Edit: Like I said in my previous post, I find the idea believable that Nvidia prototyped more than one thing before settling on T239/Drake with Nintendo. One of those things could have even been called Dane. We just don't have any evidence of that in the place where we would expect to find it. But more than that, the issue is with bringing it up to explain the confusing reports we've heard, because that work could never have crossed the threshold toward becoming an actual product, a devkit, an SDK, or anything else exposed to the outside world in order to become part of that reporting -- that's the timeline that doesn't make sense.
Ah got it, forgive me then, from mentioning this banlist so much, I simply assumed it was related to NVN2.
Anyway like I said, the name is not important, it's the idea of a SoC that had a few versions before.
Kopite didn't just get Drake's name wrong, in fact the only one he got right was that there was a Tegra T239 based on Orin being made by Nintendo, besides the number of SMs was wrong, and he himself put in check other information like the used node.

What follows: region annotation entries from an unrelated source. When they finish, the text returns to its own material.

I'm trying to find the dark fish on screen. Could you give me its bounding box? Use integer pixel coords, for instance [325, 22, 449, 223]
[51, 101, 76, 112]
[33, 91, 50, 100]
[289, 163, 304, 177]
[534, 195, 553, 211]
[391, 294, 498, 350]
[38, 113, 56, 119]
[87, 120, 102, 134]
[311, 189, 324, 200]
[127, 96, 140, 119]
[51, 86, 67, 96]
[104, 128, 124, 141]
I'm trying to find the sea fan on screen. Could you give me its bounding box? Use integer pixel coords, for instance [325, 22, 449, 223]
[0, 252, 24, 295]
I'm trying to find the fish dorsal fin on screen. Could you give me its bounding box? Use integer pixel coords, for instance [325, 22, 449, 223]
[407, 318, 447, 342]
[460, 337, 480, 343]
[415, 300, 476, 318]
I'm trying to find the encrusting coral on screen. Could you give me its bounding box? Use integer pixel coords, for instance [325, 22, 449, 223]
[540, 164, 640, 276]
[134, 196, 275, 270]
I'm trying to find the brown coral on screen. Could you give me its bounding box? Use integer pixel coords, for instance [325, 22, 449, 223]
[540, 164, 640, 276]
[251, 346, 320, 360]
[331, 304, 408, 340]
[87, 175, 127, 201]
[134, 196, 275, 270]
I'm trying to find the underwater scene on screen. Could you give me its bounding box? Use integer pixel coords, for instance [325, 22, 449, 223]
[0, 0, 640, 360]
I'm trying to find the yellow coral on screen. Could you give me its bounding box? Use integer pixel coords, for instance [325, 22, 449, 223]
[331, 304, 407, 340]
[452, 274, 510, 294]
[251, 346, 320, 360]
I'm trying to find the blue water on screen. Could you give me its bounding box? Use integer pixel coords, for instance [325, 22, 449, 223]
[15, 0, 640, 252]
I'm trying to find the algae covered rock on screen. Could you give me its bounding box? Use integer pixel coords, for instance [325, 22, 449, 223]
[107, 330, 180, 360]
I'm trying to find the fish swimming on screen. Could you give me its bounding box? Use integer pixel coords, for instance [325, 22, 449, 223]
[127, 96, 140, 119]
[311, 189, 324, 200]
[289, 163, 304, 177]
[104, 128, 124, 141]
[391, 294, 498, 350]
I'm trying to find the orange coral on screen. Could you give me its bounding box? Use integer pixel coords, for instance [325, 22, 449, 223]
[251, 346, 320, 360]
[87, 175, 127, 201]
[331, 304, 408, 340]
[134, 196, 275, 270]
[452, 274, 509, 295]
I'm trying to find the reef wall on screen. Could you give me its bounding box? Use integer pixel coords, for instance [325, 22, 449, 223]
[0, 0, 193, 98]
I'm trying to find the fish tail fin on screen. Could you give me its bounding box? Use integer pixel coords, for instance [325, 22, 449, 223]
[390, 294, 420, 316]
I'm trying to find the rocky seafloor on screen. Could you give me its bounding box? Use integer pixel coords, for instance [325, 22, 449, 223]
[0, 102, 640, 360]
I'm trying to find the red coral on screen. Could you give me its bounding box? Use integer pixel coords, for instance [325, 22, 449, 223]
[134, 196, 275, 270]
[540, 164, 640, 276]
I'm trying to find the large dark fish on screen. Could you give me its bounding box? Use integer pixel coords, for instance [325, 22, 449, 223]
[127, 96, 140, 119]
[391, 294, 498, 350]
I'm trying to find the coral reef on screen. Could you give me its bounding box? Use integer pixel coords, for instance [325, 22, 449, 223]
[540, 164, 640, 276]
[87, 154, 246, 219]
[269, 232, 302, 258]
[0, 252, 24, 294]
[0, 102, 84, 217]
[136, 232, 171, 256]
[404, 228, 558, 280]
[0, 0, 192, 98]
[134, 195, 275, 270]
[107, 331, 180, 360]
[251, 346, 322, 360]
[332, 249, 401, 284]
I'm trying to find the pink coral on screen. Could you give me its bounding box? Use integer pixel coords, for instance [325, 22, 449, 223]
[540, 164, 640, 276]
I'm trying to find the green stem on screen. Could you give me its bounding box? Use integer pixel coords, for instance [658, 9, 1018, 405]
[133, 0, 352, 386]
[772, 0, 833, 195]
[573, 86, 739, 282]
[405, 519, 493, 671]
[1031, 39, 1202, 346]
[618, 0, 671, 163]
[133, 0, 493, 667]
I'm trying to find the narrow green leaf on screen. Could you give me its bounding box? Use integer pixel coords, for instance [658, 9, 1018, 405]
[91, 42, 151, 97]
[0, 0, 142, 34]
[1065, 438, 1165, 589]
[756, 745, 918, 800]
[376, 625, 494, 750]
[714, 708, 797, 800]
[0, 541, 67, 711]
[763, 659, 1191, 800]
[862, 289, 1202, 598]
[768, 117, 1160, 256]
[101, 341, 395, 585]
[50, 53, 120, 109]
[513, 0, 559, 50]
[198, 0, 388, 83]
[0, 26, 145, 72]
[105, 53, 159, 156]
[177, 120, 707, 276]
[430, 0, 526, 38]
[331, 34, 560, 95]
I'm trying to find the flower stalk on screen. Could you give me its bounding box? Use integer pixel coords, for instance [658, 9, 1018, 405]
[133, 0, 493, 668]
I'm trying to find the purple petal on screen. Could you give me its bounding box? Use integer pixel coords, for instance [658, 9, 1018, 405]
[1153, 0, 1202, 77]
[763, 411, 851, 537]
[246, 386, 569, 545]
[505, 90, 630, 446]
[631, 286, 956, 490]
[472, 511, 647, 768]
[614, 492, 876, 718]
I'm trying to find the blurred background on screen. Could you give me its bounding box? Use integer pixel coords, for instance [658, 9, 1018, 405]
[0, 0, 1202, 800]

I think it's a great way to explain Nate's statement that the next console would be a PS4+DLSS, which seems like a direct quote of what a dev would say to him. But as far as we know, even if Drake runs on Switch OG's lower TV mode clocks, he'd be considerably above the PS4.
However, I also admit that strong evidence is lacking to affirm this kind of thing, but that's the fun of speculation, when me, oldpuck, and any other user put together a timeline theorizing what happened, it's obvious that it shouldn't be taken seriously , but rather a way of organizing our thoughts on what would be possible or not in this whole story, since there are clearly still many pieces of the puzzle missing.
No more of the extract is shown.